Le Marocain Youssef En-Nesyri a réussi là où ses glorieux prédécesseurs, Roger Milla, El-hadji Diouf ou Asamoah Gyan ont échoué: envoyer l'Afrique en demi-finale de Coupe du monde, d'une tête piquée contre le Portugal déjà entrée dans l'histoire, samedi.
Un but que l'on remontrera peut-être dans cent ans. Sa détente phénoménale a piégé le gardien Diogo Costa, sorti à contretemps, et le défenseur central Ruben Dias, largement dominé (42e).
Sur un centre parfait de Yahya Attiat-Allah, le Sévillan a rabattu puissamment sa tête, le ballon a frappé le sol pour rebondir et soulever le toit du filet, en même temps qu'il brisait le plafond de verre de l'Afrique.
Le Cameroun avait échoué le premier en quarts de finale contre l'Angleterre (3-2 a.p.) en 1990, malgré Roger Milla, ses 38 ans et ses quatre buts aux matches précédents.

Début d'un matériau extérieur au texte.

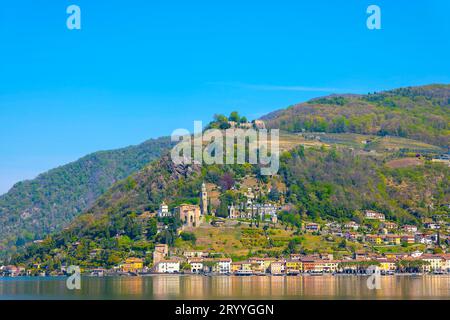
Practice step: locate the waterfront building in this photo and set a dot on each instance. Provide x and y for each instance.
(168, 266)
(374, 239)
(196, 265)
(133, 265)
(160, 253)
(312, 227)
(373, 215)
(277, 267)
(435, 262)
(409, 228)
(195, 254)
(293, 266)
(204, 200)
(408, 238)
(163, 210)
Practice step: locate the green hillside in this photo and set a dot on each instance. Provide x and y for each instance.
(419, 113)
(358, 157)
(322, 184)
(32, 209)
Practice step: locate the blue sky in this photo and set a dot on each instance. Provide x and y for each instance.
(140, 69)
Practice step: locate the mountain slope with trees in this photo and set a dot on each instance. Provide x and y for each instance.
(419, 113)
(35, 208)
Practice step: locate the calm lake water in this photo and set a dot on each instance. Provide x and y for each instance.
(228, 287)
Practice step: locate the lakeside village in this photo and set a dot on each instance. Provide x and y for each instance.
(433, 237)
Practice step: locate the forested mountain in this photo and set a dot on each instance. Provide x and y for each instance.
(420, 113)
(32, 209)
(321, 184)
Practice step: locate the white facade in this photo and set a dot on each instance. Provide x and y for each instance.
(224, 266)
(168, 267)
(163, 210)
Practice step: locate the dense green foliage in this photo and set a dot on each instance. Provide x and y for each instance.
(322, 184)
(32, 209)
(335, 184)
(420, 113)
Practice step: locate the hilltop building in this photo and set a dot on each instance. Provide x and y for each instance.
(204, 200)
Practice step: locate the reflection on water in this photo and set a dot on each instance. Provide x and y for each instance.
(228, 287)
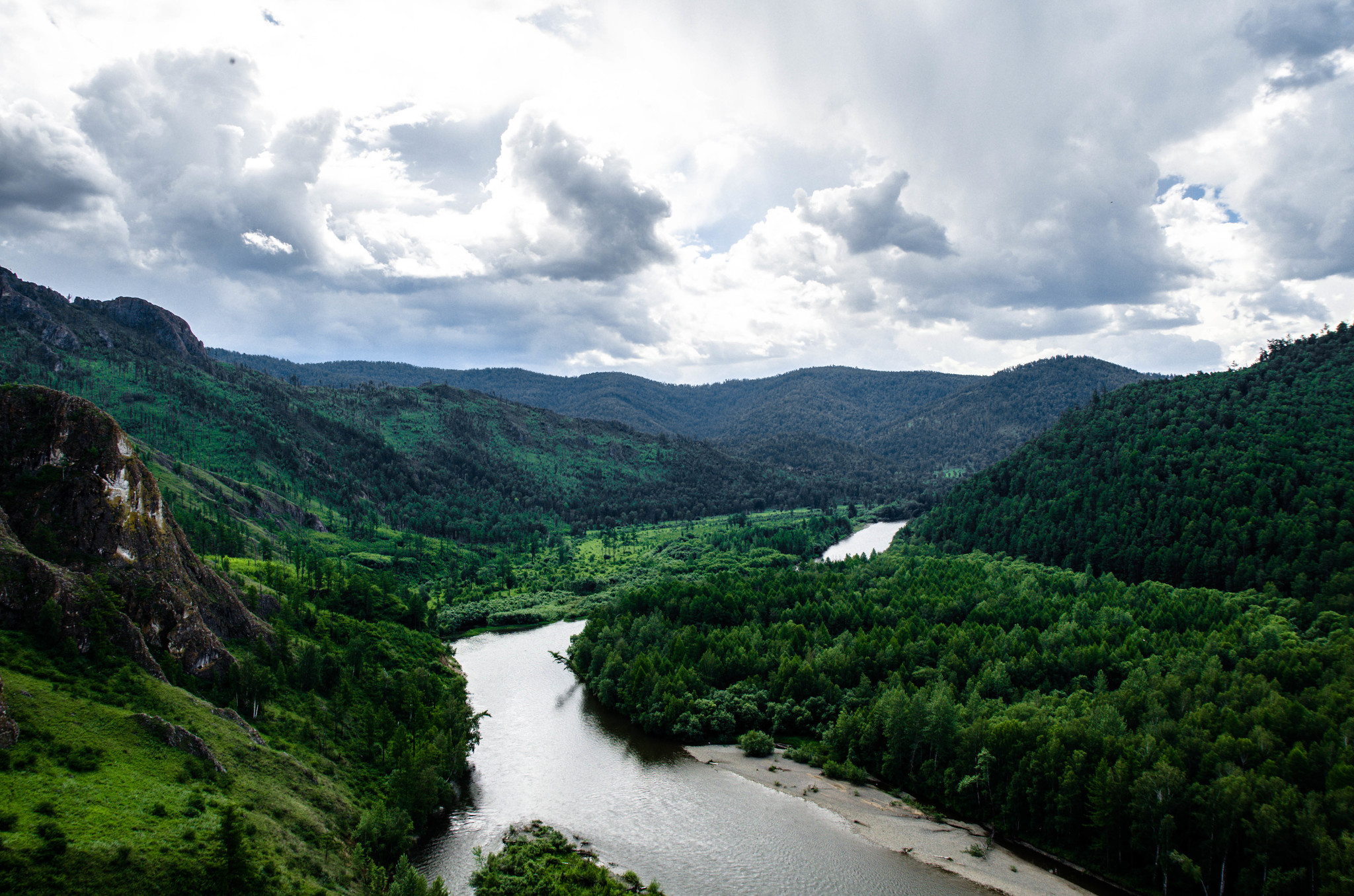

En 2002, le Sénégal d'El-Hadji Diouf s'était arrêté au but en or contre la Turquie (1-0 b.e.o.).
Avant En-Nesyri, le Ghanéen Asamoah Gyan était passé le plus près du dernier carré, mais il avait fracassé son penalty de la dernière minute (120e+2) sur la barre transversale uruguayenne, après la fameuse main volontaire de Luis Suarez, en 2010.
Le Sévillan lui n'a pas tremblé, sur son point fort, le jeu de tête. Il avait déjà marqué en sautant plus haut que les Espagnols au Mondial-2018 (2-2), et avec le Séville FC, il a signé un beau bouquet de buts de la tête.
Le buteur du Maroc a "un jeu de tête qui n'est pas une habitude au Maroc, où on pratique plus le jeu court dans les quartiers", explique à l'AFP Nasser Larguet, son formateur, qui a découvert le gamin dans le sport scolaire à Fès.
"J'ai jeté mon dévolu sur lui à l'âge de 12 ans, il appartient à la première promotion de l'Académie Mohamed VI", qui a relancé la formation au Maroc, poursuit l'ancien entraîneur de Marseille.
Ce but historique est une belle récompense pour un joueur dont les entraîneurs soulignent la générosité.
"Le sens du sacrifice il l'avait déjà très jeune, on n'a pas eu beaucoup de travail", sourit Larguet,qui fut aussi Directeur technique national (DTN) du Maroc.
"Seuls ceux qui connaissent le football le comprennent vraiment", souligne Walid Regragui, le sélectionneur, mettant en valeur "sa débauche d'énergie, ce qu'il donne sur le terrain pour l'équipe. C'est pour ça qu'il est à Séville, tous les entraîneurs rêvent d'avoir un Youssef En-Nesyri dans leur équipe, comme Giroud pour la France".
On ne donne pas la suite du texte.